The CAP Medal for Excellence in Teaching honours faculty members who
• have a comprehensive knowledge and deep understanding of their subject
• who possess an exceptional ability to communicate their knowledge and understanding in such a way as to
• lead their students to high academic achievement in physics.
All forms of undergraduate teaching may be considered including classroom lecturing, small group teaching, laboratory instruction, consultation with individual students, Honours Thesis supervision, design and development of courses, laboratory experiments and classroom demonstrations, introduction of innovative teaching methods, and production of educational materials such as textbooks, journal articles on teaching, films and videos.
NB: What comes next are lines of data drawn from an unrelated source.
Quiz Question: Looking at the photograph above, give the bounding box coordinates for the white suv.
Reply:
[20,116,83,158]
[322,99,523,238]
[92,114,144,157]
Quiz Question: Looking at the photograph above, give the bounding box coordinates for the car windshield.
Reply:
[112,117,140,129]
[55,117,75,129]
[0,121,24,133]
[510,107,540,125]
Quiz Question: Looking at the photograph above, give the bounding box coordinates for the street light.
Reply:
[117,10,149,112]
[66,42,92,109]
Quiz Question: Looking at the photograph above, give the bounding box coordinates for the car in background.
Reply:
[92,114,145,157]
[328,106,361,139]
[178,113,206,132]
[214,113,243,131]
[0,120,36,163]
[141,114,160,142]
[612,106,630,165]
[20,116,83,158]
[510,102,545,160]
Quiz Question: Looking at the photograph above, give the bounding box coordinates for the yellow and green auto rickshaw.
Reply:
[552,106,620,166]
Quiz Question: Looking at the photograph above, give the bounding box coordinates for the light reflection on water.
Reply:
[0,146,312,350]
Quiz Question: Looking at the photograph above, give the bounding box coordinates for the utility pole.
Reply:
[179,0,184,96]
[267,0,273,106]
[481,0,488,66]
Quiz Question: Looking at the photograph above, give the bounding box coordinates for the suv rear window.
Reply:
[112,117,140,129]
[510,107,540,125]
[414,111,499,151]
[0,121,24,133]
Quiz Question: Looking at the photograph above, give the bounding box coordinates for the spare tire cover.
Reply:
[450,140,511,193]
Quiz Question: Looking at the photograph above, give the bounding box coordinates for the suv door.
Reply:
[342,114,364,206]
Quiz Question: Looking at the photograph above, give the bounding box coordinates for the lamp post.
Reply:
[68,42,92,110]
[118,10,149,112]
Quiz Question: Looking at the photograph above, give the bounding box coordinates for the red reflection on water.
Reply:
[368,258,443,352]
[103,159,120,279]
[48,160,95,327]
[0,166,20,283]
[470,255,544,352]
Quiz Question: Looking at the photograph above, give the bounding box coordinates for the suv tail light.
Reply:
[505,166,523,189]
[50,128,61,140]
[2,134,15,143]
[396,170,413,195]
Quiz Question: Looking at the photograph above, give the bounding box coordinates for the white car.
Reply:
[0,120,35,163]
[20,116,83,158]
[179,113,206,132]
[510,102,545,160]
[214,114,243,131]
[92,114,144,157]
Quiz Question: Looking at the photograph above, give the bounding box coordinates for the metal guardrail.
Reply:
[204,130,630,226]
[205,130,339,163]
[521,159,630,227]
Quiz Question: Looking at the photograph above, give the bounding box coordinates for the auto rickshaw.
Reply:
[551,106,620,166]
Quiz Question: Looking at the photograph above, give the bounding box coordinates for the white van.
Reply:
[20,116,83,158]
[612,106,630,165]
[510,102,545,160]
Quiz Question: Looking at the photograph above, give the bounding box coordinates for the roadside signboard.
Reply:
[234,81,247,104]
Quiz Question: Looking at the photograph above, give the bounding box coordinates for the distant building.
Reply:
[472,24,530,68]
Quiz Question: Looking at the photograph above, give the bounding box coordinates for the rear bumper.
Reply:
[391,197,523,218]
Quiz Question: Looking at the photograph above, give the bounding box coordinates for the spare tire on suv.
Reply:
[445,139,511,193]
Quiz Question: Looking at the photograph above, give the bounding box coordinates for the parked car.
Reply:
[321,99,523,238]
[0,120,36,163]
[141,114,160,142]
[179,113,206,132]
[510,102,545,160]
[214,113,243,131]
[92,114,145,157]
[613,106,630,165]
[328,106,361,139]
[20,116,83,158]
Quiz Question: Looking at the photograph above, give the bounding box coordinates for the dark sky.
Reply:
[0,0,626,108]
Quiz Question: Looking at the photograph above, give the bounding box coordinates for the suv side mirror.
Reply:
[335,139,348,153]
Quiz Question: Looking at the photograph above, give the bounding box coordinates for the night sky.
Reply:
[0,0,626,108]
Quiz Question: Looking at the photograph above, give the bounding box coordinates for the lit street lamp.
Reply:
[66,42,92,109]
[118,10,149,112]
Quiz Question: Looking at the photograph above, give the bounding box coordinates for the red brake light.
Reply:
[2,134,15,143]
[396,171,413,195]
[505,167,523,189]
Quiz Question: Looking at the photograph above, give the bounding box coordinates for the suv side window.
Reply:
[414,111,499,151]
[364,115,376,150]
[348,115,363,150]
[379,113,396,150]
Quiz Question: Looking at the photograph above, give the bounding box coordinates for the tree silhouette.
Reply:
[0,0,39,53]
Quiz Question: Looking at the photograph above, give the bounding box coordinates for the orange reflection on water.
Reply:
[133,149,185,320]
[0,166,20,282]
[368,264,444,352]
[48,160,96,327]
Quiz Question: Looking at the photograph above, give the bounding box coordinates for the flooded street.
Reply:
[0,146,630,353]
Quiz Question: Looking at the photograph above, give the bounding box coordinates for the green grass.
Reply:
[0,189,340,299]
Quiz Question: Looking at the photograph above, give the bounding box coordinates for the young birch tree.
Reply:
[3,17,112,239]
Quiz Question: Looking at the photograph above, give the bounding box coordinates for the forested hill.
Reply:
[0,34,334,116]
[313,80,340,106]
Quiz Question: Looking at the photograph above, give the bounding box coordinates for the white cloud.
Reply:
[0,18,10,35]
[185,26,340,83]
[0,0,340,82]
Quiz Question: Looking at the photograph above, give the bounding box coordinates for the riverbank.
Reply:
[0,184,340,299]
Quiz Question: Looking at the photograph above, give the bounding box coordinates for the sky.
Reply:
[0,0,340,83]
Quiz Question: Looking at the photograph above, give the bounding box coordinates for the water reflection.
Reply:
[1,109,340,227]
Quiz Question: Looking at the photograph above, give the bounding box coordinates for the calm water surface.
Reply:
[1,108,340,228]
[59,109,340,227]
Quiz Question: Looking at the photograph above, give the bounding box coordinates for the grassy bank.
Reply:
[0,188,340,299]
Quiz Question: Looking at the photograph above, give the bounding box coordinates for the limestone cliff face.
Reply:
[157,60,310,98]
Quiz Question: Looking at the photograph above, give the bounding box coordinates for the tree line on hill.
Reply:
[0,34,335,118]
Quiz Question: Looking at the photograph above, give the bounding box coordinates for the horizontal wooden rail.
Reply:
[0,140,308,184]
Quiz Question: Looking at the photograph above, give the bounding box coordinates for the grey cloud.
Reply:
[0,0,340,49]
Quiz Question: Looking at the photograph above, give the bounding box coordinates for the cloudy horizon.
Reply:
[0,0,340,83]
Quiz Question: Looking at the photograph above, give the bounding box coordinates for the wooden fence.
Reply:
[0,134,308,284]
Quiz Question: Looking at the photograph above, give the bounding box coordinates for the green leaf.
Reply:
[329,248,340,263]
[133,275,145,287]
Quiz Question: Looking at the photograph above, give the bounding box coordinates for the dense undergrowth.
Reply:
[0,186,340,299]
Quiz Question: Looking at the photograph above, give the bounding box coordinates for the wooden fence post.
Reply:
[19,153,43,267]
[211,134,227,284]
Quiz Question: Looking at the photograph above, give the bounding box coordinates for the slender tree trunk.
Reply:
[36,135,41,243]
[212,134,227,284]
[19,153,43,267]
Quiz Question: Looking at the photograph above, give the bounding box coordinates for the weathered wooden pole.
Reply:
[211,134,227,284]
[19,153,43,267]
James Fraser, Queen's University,
for being a leader in adopting innovative teaching pedagogies, in developing new teaching methods, and in his scholarly approach to researching the effectiveness of his new methods. Recognized as a top, inspirational teacher by students and faculty alike, his contributions to excellence in undergraduate physics teaching span the range from engaging first-year students as apprentice scientists, to guiding upper year students in their transition to independent scientists, to actively facilitating faculty adoption of research-based instructional strategies, and to bridging the gap between practice and Physics Education Research.
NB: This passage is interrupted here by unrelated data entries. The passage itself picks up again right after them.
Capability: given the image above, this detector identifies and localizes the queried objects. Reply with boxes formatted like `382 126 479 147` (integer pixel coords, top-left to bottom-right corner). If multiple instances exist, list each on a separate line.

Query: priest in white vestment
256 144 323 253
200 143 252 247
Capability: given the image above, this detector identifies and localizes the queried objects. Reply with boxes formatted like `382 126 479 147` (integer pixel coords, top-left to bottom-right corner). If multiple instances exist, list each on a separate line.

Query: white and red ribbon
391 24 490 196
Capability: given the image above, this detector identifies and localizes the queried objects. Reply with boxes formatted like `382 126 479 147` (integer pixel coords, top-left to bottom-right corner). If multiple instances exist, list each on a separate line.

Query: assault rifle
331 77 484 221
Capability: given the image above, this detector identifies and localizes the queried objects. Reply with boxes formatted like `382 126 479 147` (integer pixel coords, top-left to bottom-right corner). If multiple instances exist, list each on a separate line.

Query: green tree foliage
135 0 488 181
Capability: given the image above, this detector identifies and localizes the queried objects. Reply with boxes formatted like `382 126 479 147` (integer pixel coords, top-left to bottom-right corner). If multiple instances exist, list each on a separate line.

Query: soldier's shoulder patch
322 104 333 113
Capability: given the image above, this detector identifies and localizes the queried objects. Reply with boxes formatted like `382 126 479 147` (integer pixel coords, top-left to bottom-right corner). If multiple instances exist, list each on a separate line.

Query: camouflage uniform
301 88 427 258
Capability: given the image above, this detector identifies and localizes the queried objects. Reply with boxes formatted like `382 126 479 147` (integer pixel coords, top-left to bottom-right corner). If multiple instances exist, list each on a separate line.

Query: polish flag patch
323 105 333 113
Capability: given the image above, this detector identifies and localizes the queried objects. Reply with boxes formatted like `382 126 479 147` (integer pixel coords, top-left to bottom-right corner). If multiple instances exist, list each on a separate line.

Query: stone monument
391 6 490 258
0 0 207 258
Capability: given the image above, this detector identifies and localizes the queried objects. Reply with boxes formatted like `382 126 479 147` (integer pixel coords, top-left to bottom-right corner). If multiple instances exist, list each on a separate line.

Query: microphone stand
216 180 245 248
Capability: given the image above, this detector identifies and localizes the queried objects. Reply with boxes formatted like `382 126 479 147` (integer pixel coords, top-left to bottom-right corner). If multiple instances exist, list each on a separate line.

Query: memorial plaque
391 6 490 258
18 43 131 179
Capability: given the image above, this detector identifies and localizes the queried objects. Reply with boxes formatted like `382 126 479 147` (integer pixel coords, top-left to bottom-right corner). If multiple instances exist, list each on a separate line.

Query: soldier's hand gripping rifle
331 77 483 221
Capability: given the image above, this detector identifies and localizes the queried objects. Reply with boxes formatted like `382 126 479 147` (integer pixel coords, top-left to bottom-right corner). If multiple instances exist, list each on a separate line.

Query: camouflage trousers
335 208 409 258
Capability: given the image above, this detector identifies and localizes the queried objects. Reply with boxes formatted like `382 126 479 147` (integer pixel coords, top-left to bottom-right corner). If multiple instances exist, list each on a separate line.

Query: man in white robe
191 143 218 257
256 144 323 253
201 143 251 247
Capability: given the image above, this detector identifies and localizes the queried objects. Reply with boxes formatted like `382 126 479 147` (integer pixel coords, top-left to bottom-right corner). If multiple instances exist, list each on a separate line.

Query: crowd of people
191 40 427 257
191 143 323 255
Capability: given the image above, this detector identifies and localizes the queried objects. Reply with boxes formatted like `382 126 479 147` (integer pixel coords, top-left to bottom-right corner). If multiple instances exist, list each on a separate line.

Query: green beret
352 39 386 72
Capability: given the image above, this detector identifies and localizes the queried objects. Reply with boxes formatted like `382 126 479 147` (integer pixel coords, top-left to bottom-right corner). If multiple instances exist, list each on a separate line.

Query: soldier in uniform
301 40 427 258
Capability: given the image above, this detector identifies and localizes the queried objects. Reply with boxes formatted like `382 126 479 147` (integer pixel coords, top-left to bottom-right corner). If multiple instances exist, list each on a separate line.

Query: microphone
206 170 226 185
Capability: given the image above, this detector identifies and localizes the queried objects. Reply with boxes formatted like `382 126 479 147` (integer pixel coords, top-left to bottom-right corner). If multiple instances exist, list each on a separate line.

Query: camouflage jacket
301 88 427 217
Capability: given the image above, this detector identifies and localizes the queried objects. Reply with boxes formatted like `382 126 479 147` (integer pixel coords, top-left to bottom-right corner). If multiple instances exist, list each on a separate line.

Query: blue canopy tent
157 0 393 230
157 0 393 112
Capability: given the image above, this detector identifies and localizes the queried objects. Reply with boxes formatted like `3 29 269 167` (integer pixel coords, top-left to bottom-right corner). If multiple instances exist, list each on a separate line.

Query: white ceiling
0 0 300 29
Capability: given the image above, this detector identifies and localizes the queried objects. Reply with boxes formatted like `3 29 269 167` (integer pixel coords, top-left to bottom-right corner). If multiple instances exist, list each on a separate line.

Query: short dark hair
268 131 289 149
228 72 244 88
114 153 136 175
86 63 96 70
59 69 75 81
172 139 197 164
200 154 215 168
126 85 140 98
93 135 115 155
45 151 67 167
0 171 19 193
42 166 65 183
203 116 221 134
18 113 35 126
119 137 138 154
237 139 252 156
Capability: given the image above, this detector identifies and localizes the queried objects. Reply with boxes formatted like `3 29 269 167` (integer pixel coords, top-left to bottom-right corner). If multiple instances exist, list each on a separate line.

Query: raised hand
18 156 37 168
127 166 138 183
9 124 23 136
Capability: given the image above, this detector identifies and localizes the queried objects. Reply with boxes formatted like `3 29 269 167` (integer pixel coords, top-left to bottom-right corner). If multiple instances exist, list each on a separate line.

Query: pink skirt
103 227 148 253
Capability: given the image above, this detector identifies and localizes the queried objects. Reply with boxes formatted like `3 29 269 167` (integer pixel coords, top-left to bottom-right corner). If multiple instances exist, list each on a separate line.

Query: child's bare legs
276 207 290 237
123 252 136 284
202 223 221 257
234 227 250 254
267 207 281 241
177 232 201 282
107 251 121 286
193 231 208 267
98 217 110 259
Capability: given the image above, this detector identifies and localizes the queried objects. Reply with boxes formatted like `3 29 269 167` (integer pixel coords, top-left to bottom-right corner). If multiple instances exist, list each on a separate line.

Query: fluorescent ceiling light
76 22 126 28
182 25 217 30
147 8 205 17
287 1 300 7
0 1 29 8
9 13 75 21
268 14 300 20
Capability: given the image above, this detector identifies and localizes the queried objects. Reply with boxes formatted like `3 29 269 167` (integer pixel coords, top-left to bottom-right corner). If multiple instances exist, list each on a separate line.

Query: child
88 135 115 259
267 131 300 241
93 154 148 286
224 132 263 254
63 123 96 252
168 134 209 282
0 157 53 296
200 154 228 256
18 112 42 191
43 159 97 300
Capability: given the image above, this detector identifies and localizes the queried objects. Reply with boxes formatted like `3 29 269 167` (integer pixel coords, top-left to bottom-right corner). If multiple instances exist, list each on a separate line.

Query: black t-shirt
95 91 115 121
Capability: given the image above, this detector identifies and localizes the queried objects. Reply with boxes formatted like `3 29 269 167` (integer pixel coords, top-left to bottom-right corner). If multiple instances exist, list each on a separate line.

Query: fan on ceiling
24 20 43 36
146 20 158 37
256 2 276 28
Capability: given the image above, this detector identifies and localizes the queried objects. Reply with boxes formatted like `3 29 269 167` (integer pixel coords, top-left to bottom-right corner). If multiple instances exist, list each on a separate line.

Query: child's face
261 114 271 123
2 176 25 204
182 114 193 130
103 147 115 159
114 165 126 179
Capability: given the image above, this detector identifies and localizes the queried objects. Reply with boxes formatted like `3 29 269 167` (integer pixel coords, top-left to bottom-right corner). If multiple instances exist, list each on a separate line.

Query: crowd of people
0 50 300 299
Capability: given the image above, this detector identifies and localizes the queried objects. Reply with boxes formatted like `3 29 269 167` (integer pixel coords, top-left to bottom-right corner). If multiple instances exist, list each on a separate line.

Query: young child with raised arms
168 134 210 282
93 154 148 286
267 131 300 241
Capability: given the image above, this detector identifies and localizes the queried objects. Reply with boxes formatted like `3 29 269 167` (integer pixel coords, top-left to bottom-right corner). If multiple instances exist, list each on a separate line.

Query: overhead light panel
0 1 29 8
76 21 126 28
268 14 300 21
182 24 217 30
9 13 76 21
Chitra Rangan, University of Windsor,
for her unstoppable commitment to optimizing student interest in physics by employing a wide range of active instructional strategies to enhance student learning, and for being a steadfast advocate for active and research-based learning as well as effective communication skills in science.
Mona Berciu, University of British Columbia,
for her exceptional ability to communicate knowledge and understanding and lead students to high academic achievement in physics through her own example, for her leading role in the Welcome Women (WOW) initiative to recruit female students and for her efforts to generally improve the quality of physics teaching through such work as undertaken by the Carl Weiman Science Education Initiative.
David Harrison, Dept. of Physics, Univ. of Toronto,
for his leadership and innovation in introducing research-based pedagogical techniques to his physics courses at the University of Toronto, and for his significant contributions to the on-line physics teaching community and the Ontario Association of Physics Teachers.
Joanne O'Meara, University of Guelph,
for her outstanding and innovative work in the classroom, impressive range of engagement in physics education research, and her broad reaching impact beyond the walls of her own classes, from the primary school level on up to the development of a national university-level physics curriculum.
Marina Milner-Bolotin, Ryerson University,
for her unceasing enthusiasm in engaging students to discover physics with a masterful integration of an array of successful teaching methods, for her influence on shifting institutional culture toward active learning, for her dedication to physics education research and her commitment to the continual professional development of physics educators across the nation.
Jeff Dahn, Dalhousie University,
for his exceptional dedication to superior undergraduate physics teaching, his ability to motivate students to study physics by bringing the concepts to life in his classes, and his mentorship of students engaging in research at all levels.
Adam James Sarty, St. Mary,
for inspiring his students to love learning physics, successfully implementing innovative teaching technologies and sharing the beauty of the discipline, through his dedication to physics education.